The ‘Background’ is a brief bulleted description of the database rationale targeted towards a lay audience. The ‘Primer’ is a more detailed description of the database rationale, particularly with respect to the problem of HIV drug resistance; the ‘Primer’ also describes how the HIV RT and Protease Sequence Database differs from other databases containing HIV sequences, including the International Collaboration databases and Los Alamos HIV Sequence Database (6). The ‘Data Model for Understanding HIV Drug Resistance’ describes an ontology of HIV drug resistance based on four types of correlations between genetic sequences and other types of data, including drug treatment histories of patients from whom HIV isolates are sequenced, in vitro drug susceptibility data from laboratory HIV isolates, in vitro drug susceptibility data from clinical HIV isolates and clinical outcome data from patients receiving anti-HIV therapy.

‘Summary Statistics’ is a dynamically generated page based on SQL queries that provides the number of patients, isolates and sequences in the database meeting a variety of criteria. The ‘Drug Resistance Notes’ page contains graphical didactic summaries of the most common drug resistance mutations. The graphical summaries are image maps linked to data within the database relating the mutation to each of the clinically available anti-HIV compounds (Fig. 1).

Protease mutations and their relationship to protease inhibitor drug susceptibilities. Drug names are shown at the top of the columns. Amino acid positions are shown at the left of each row. NFV, nelfinavir; SQV, saquinavir; IDV, indinavir; RTV, ritonavir; APV, amprenavir. Red rectangles denote primary resistance mutations. Yellow rectangles denote mutations that contribute to resistance when present with other mutations. Pale yellow rectangles represent mutations that are accessory resistance mutations which also occur as polymorphisms in untreated individuals. Rectangles containing a question mark imply that the relationship between the mutation and drug resistance has not been fully defined. Rectangles containing a star imply that the mutation causes hypersusceptibility to the drug shown at the top of the column. Each rectangle is hyperlinked to a page containing the four types of data shown in the top right box that link mutation and drug. An example of one of these types of data (e.g. SQV susceptibilities of laboratory isolates containing G48V) is shown in the bottom right box.

Database queries

Users can retrieve theoretically limitless numbers of different sequence sets matching selection criteria based on specific references, drug treatments, RT and protease mutations, and drug susceptibility patterns (Table 1, Database query forms). Each query returns a new table and each record in the new table contains 8–12 columns of associated data selected by the user. The data returned may include: (i) hyperlinks to MEDLINE abstracts and GenBank records; (ii) complete nucleotide sequences and translations; (iii) classification of the sequences by individual and time point; (iv) data on the HIV species, group and subtype represented by each sequence; (iv) data on drug treatment including lists of drugs and complete summaries of drug regimens received by the patient from whom the isolates were obtained; and (v) technical data on the methods of virus isolation and sequencing. Following retrieval of a sequence set, users can view or download complete sequence alignments in a variety of formats, including a composite sequence alignment summarizing the frequency and type of mutation at each position in the sequence (Fig. 2).

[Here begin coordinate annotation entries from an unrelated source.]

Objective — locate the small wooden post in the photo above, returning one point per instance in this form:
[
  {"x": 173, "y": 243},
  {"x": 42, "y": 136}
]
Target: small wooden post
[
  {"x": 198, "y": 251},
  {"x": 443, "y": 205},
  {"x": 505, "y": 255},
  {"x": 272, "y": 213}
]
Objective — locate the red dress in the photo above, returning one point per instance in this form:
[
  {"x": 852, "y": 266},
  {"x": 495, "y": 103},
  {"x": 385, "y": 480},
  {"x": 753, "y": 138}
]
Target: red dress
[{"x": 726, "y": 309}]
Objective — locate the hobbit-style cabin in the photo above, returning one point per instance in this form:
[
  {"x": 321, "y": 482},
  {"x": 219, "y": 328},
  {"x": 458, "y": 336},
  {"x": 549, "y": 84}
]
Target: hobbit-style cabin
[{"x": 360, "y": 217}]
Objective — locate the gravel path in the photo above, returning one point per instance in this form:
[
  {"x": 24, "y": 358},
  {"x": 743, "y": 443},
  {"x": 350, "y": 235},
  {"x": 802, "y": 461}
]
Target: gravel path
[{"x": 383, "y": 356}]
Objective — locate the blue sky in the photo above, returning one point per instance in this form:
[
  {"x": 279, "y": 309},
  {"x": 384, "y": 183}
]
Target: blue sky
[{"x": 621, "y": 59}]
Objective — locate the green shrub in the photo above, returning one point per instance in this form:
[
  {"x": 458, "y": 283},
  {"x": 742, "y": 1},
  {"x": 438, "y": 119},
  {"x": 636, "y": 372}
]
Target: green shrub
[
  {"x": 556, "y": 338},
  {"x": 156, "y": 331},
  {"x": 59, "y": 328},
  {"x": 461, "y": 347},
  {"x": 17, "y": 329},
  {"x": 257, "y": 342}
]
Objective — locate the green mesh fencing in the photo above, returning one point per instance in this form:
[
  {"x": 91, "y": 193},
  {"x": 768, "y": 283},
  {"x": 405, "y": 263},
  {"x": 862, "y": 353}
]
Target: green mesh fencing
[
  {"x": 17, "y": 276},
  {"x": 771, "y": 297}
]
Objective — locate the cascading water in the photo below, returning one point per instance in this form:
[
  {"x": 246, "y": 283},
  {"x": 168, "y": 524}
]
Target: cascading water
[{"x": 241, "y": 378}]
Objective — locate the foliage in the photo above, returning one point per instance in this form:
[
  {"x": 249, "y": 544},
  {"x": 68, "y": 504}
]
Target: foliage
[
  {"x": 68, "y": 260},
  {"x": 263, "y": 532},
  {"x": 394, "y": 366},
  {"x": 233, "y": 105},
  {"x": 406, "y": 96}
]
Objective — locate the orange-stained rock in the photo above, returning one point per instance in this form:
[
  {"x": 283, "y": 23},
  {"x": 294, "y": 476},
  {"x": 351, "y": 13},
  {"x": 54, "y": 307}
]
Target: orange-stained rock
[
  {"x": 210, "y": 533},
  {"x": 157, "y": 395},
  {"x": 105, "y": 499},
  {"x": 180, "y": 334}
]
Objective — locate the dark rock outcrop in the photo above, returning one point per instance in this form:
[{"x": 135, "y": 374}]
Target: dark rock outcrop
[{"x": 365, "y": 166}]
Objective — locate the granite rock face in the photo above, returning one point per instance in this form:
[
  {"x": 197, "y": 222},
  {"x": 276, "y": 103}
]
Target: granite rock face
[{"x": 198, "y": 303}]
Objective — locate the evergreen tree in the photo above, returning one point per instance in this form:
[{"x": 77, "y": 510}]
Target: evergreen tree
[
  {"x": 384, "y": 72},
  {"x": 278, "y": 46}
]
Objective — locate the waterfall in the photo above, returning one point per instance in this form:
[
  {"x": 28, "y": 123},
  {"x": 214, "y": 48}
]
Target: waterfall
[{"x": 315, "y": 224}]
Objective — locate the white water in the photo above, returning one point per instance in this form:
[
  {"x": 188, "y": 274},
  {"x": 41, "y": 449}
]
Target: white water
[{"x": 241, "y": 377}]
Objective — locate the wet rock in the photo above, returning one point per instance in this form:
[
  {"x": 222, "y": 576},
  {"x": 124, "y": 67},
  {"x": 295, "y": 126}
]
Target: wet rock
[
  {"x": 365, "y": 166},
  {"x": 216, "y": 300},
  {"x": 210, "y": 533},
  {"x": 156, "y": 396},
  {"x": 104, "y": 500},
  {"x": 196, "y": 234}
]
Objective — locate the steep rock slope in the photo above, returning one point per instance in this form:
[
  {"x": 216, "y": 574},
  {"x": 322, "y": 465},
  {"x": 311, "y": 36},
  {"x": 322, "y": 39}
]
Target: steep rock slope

Composite sequence alignment. This is one of the methods for viewing the results of queries. This query retrieved sequences from HIV-1 subtype B patients receiving nelfinavir as their sole protease inhibitor. The page header shows the query parameters and the numbers of references, patients and isolates returned by the query. The figure legend shows whether the user wished to view the absolute number of mutations at each position and whether the user wished to ignore rare occurrences that were observed in only one sequence. The first line in that summary shows the numbered consensus sequence. The second line contains the total number of isolates in the data set at each position. The remaining lines show the frequency of variation at each position in the sequence data set. If this composite alignment is compared to the composite alignment of protease sequences from untreated patients, one would observe that the changes at codons 30, 46, 73, 88 and 90 occurred only in isolates from patients who had received nelfinavir and that changes at codons 36 and 71 were present in both alignments but occurred more commonly in isolates from patients receiving nelfinavir.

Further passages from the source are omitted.